Écrit par : Thierry P. | dimanche, 03 août 2008

En toute franchise, je suis heureuse du bon classement de notre 'hote', qui semble avoir cette intelligence intuitive que j'aime, mais qui aussi sait si bien, valoriser les intervenants en alliant douceur fermeté et provocation parfois! rires
En bref, il semble avoir un art consommé du dialogue démocratique, son blog est un 'melting pot' enrichissant.
Parfois, je m'interroge sur la dé-multiplication des blogs cela oblige à beaucoup de 'gymnastique' et est source de perte de temps quand il fait souvent défaut.
Bonnes vacances l' hérétique.

Écrit par : Champomy | dimanche, 03 août 2008

Ah d'accord !!
J'ai été voir chez Bzhita et Danièle aussi.
J'y retourne.

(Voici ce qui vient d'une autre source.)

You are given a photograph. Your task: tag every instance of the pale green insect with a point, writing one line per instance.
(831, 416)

Mais bon comment le dire aimablemet ...
Il faut s'inscrire alors ...
Chez Danièle pourquoi pas ? C'est un site de proposition.
Mais pour Commenter ...
Ca ne m'empêche pas d'aller lire. J'y vai.

Écrit par : Luc | dimanche, 03 août 2008

@Bzhita
Plutôt théorique ton dernier article et très intéressant.
(Moi quand je parlais Plan Economique je pensais aux cas Urgents
New Deal, En 45, 58 en France, ou aux cas inquiétants comme
maintenant en France).
Tu n'a pas un commentateur de plus mais un lecteur,c'est déjà ça.

@Danièle
Je n'ai vu que la présentation mais c'est vraiment alléchant à priori.
Ca parait trés organisé et pratique. Un de ces 4, si j'arrive à m'arracher
j'irai rentrer là dedans.

Et les Abeilles finalement elles ont gagné ?

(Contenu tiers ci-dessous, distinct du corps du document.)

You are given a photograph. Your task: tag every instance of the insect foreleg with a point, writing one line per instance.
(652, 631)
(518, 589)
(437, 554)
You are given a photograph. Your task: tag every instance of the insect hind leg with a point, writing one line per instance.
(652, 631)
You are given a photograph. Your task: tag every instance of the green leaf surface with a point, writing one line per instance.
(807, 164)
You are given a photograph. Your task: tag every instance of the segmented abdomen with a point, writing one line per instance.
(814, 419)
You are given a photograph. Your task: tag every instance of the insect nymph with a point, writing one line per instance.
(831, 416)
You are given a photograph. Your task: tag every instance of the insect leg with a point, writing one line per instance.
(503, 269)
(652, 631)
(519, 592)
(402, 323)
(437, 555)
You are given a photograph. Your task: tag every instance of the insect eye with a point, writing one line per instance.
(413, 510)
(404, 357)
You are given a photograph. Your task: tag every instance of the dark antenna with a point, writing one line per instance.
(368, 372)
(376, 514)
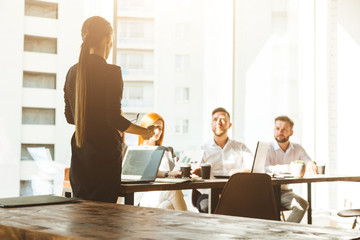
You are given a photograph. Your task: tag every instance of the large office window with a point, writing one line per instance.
(137, 62)
(41, 9)
(25, 154)
(40, 44)
(135, 31)
(38, 116)
(39, 80)
(138, 94)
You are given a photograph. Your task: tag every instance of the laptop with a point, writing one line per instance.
(258, 165)
(141, 164)
(260, 157)
(35, 201)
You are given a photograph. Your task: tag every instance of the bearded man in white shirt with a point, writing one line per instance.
(225, 155)
(281, 153)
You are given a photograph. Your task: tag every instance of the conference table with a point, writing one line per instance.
(216, 186)
(96, 220)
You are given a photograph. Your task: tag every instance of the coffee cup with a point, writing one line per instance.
(205, 170)
(297, 168)
(321, 169)
(185, 169)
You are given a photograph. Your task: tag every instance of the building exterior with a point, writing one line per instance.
(38, 48)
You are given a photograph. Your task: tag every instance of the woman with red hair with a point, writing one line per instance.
(167, 199)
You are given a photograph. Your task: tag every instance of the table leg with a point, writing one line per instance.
(309, 201)
(129, 198)
(277, 194)
(214, 199)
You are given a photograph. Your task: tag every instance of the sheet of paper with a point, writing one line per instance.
(193, 157)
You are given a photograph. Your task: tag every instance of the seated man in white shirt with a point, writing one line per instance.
(226, 156)
(281, 153)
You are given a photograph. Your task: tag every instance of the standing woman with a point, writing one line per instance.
(93, 93)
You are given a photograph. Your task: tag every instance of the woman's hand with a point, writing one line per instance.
(148, 132)
(175, 173)
(197, 172)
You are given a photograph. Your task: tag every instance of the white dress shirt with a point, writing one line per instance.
(278, 161)
(234, 155)
(276, 156)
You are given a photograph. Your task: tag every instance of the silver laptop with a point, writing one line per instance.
(260, 157)
(141, 163)
(258, 165)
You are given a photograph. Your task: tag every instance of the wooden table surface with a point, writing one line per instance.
(93, 220)
(217, 185)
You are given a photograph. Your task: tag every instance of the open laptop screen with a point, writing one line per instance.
(142, 163)
(260, 157)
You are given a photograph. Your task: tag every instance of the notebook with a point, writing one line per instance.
(35, 200)
(258, 165)
(192, 157)
(141, 164)
(260, 157)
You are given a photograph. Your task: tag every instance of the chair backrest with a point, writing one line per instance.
(248, 195)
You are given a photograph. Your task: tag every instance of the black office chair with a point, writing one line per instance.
(350, 213)
(248, 195)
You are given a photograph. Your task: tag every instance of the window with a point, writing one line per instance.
(42, 116)
(40, 44)
(136, 62)
(25, 155)
(39, 80)
(182, 126)
(37, 186)
(182, 62)
(136, 5)
(41, 9)
(182, 94)
(135, 31)
(182, 31)
(138, 94)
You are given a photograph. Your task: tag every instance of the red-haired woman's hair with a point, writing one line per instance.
(149, 119)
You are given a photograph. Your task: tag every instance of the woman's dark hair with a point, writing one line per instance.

Pendant ces Vacances je me sens un peu ici chez Erasmus, dans l'auberge
Espagnole de Klapitch.

Salut à tous !! je vais voir à la télé L(nméro) de Tavernier.

Écrit par : Luc | dimanche, 03 août 2008

@ Luc
C’est l’été. Ca change de parler d’autre chose. L’Hérétique faire une attaque en lisant les derniers commentaires.
Je suis allé donc voir ce fameux TOP 5, coup de projecteur sur le numéro 5, trop fun ! J’aurais appris quelque chose aujourd’hui grâce à Bzhita.
C’est donc vrai qu’il y a une course effrénée à l’audience ! L’Hérétique ne va pas quand même pas pousser de tels cris en découvrant son classement ?

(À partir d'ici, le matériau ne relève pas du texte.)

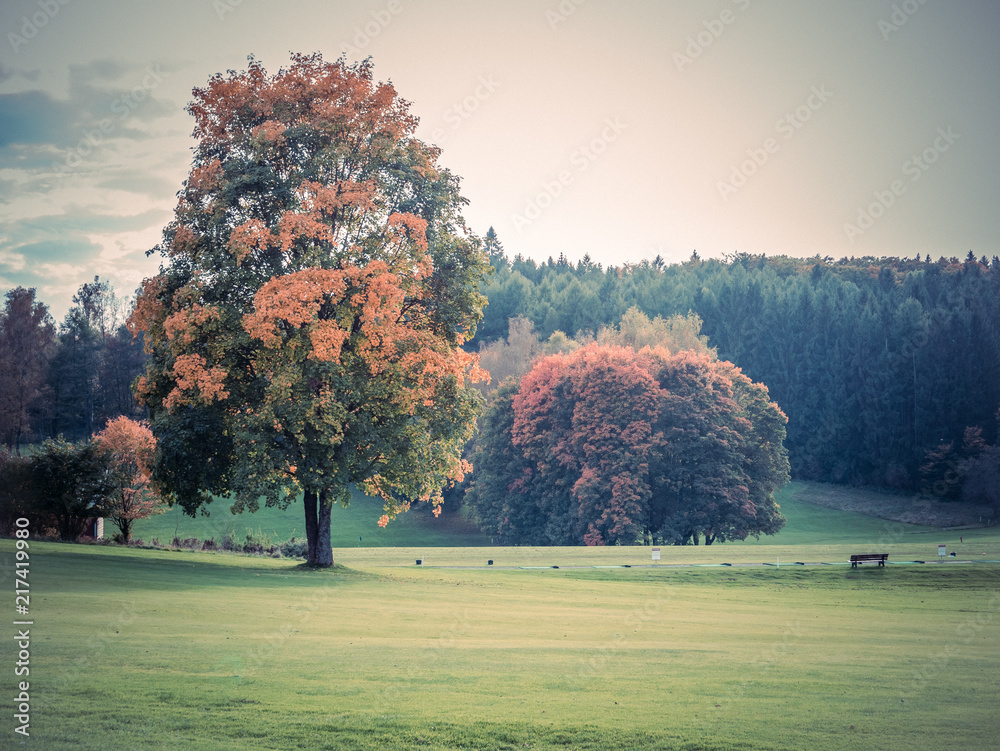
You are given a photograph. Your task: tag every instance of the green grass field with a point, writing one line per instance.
(151, 649)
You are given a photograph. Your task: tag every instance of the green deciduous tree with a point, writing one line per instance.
(26, 344)
(70, 483)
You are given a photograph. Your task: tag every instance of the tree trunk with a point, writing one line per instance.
(324, 552)
(312, 525)
(318, 510)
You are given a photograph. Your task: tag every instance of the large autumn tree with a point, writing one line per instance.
(607, 445)
(305, 332)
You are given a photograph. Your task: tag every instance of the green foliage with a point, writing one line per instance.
(17, 496)
(26, 343)
(70, 483)
(305, 334)
(875, 360)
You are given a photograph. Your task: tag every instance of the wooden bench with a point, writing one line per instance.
(880, 557)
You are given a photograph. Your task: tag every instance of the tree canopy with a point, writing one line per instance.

Apparemment, il y une concurrence rude entre Pivoine Connasseee et les Pensées de Manu. Qui a lancé un Manuthon pour booster son classement (3 4 et 5)
Au moins c’est de la saine émulation. Bonne chance à eux, s’ils passent ici.
Le présent fil de billet n’est pas loin d’aligner 200 commentaires, comme chez Quitterie parfois.

Extrait du blog « les pensées de Manu » :

03.08.2008
Des nouvelles du Manuthon
WAHOUUUUUH et Triple WAHOUUUUUH, WAHOUUUUH WAHOUHHH
Même pas dans mes rêves les plus échevelés je n'imaginais un tel déferlement...

Quelques com's me séparent du dixième et de la prestigieuse première page où je pourrais rejoindre ENFIN Pivoine et Connasseee...

Écrit par : Thierry P. | dimanche, 03 août 2008

Commentaire 200 :-)))

Écrit par : Thierry P. | dimanche, 03 août 2008

@Thierry,
Danièle a mes coordonnées depuis un certain temps déjà...
Ces sottises de classement de blogs...cela ressemble aux sondages, il faudrait cesser d'entrer dans des manoeuvres de 'concurrence' dont le but est de diviser.
@Luc, en dépit de sottises j'aiderai les Abeilles, sous toute réserve d'aboutissement (je ne tiens pas les clefs), mais je ne me laisserai nullement attacher par ce biais.

Écrit par : Champomy | dimanche, 03 août 2008

@Fière et chère Champomy :

Savez-vous pourtant que vous êtes réellement attachante.

Quand même rejoindre Pivoine et Connasseee, Pensez Etre
"Une semaine , rien qu'une semaine durant, Beaux et C... à la fois".

Les souris dansent et le Chat est content et je vous sens bougonne.
Venez donc danser avec les souris !!

Amitiés.

Écrit par : Luc | lundi, 04 août 2008

@ Champomy
Les classements que vous semblez ne pas apprécier sont apparemment bien ancrés dans les esprits. C'est un fait, chaque mois le classement wikio alimente la conversation, et pas que dans la WBM comme je viens de le constater. Je ne juge pas, point barre. L'émulation peut prfois avoir du bon. Je suis d'accord sur un point avec vous, le but ne doit pas être de diviser.

@ Luc
Une farandole de souris sous l'oeil de Raminagrobis, entrez dans la danse.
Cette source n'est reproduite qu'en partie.